Making proliferate be more than a one-trick pony in the set meant allowing people a variety of different things to do with the mechanic that weren't available in Scars of Mirrodin. While we brought back wither and persist to allow the use of -1/-1 counters in Modern Masters 2015 Edition, we also needed to give people the ability to use in on other types of counters—most notably +1/+1 counters.
Graft was a natural choice for the primary +1/+1 counter mechanic to use in Modern Masters, not only because it allows for a number of the Johnny-ish cards, but because it let us do cool things with proliferate like double-up the counters. When using a card like Aquastrand Spider, as an example, you can generally only make the use of the creature's two counters to boost two creatures, and only one of those can realistically gain reach. Not so when proliferate gets in the mix—all of a sudden, each proliferate spell not only makes your proliferator larger, but each creature it has shared a counter with. Make them larger, spread them out.
But, it's more than just simple changing of power and toughness. Vigean Graftmage, for example, lets you do some pretty amazing things. Bloodshot Trainee is a pretty dangerous card by itself, with a little help. A Bloodshot Trainee can get a counter from the Graftmage, and a proliferate spell like Tezzeret's Gambit can not only make the Trainee large enough to start machine-gunning one creature each turn, but the Graftmage's ability can turn that into a board-destroying machine. Pow-pow pow!

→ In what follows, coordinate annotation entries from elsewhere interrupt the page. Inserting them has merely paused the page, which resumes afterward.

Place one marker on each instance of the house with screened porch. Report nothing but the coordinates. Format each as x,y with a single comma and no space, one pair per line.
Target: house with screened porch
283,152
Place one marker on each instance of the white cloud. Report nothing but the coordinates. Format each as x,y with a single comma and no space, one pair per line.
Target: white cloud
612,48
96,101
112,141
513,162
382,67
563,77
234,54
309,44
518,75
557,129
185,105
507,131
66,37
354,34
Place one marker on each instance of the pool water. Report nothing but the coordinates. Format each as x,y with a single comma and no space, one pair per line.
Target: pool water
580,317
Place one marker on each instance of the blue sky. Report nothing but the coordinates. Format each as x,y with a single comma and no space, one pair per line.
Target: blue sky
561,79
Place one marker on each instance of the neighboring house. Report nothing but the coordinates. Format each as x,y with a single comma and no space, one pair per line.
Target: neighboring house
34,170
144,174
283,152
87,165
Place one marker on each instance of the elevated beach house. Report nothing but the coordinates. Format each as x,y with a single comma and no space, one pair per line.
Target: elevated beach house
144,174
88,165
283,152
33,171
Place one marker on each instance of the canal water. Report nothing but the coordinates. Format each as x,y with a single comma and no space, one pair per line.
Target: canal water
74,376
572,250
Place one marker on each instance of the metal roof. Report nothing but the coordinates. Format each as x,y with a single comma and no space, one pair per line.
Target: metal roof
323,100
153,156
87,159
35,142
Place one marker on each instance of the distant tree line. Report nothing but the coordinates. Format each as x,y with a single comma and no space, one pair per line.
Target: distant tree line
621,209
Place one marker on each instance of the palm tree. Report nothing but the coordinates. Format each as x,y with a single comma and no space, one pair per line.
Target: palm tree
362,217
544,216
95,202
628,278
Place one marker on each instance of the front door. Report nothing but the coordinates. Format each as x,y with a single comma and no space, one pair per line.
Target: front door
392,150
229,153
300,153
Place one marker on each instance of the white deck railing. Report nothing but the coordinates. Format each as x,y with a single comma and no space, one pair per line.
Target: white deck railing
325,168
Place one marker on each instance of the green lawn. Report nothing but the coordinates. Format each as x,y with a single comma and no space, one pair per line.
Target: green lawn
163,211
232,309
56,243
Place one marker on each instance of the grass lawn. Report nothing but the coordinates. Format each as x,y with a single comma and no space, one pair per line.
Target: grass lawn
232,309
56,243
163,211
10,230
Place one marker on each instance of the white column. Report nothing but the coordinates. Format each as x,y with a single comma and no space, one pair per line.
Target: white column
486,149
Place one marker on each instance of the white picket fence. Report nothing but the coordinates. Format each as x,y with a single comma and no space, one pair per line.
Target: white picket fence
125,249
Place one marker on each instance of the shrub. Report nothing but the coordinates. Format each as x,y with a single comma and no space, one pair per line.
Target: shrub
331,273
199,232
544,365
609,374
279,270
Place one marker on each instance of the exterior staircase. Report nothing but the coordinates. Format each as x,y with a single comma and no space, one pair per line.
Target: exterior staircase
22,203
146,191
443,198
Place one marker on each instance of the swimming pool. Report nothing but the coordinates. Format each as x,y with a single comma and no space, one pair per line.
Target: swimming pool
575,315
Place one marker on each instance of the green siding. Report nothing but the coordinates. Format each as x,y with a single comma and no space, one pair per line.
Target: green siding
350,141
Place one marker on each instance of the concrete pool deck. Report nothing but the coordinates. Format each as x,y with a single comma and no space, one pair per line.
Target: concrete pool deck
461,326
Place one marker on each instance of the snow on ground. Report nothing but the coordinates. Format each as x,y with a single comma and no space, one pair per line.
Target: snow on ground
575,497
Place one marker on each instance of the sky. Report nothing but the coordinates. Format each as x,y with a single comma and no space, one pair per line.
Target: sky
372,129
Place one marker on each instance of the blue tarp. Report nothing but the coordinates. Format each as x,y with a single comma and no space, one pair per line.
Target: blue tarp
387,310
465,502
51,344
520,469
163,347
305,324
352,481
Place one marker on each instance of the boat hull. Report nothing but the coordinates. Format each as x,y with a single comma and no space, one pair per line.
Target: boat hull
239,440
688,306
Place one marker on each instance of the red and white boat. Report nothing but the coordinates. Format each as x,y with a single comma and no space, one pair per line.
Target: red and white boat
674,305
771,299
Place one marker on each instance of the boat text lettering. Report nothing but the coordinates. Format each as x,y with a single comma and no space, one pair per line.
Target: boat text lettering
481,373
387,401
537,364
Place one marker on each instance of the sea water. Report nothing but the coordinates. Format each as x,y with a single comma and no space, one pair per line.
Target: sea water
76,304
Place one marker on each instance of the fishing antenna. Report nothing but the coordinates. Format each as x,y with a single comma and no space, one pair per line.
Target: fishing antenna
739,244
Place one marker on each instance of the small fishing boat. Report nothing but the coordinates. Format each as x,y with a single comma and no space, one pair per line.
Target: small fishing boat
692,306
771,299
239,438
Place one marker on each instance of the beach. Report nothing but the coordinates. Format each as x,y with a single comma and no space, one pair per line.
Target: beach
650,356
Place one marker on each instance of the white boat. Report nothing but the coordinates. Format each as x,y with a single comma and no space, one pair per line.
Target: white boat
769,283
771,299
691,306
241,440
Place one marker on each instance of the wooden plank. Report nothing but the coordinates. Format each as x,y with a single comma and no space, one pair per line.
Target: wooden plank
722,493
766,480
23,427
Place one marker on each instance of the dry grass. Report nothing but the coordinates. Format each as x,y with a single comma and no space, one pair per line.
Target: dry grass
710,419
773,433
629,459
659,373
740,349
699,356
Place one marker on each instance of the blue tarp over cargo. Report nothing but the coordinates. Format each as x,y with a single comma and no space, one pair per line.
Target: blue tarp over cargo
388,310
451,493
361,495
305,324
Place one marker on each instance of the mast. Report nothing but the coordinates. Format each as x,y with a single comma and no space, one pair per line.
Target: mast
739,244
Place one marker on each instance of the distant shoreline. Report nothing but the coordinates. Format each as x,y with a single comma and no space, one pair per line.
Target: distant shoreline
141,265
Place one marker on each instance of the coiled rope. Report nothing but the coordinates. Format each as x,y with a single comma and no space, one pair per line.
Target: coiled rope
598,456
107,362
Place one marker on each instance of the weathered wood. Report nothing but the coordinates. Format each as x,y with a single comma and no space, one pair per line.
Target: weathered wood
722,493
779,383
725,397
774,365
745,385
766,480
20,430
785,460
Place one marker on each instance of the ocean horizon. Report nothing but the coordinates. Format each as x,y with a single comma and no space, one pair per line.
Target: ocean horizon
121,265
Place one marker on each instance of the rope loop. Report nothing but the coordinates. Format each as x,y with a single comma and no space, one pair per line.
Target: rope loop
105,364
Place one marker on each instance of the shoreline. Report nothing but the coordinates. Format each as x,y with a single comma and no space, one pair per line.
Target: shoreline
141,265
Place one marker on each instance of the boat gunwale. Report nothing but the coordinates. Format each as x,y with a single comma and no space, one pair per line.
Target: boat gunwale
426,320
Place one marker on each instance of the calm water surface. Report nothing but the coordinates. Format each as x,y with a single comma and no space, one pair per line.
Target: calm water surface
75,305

Proliferate on black and Phyrexian mana cards also gave us the opportunity to take bloodthirst—which originally appeared in both Guildpact and Magic 2012—and give the mechanic a few extra tricks. While you still need to get through with a creature to get started, once a counter is on a bloodthirst creature, Grim Affliction is no longer just a combat trick for one attacker or blocker; it can suddenly increase the size of many different creatures on your team.
Pitfalls of Weirdness
Getting the right balance for the set meant trying out some weird things, and knowing that not everything would stick as we got through development. An early version of the Modern Masters 2015 Edition file went further in some regards than we ended up, having the white-blue mechanic being levelers. While this was an interesting ability to play with proliferate, it quickly brought up a really big issue—proliferate doesn't add to EACH counter, it adds to only one of the counter of the type of your choice. We generally avoided this in the Scars of Mirrodin block by only have -1/-1 counters to put on creatures, and by limiting charge counters to noncreature artifacts. It was hard, but not impossible, to have this come up in Scars of Mirrodin Limited. Considering the green-blue deck was graft, we quickly found this coming up a lot in Modern Masters 2015 Edition Limited. We play with the full text of the cards on our playtest stickers, but that doesn't mean that people either read or process the cards fully, which led to some people thinking they could actually add to both counters
Even when that was sorted, having two sets of counters on a leveler made it very hard to tell what that creature's stats were without asking your opponent about each one. In the end, we found that the combination of those factors meant that, even for Modern Masters, we were just asking too much of our players. While we want to create a Draft environment that isn't shackled by all of our New World Order interactions, we also don't expect that most people will play this format dozens of times, so having most things work basically-correctly on the first pass is something we find pretty important.
More to Discover
Proliferate creates some of the most fun interactions in Modern Masters 2015 Edition, but it doesn't contain all of them. The format is quite deep, and there are a lot of sideways things to do, and ways to explore mechanics you've probably seen before in a new light. I hope you all get the chance to play some Limited games with Modern Masters 2015 Edition: at your local store, at one of our Modern Masters Weekend Grand Prix, or on Magic Online.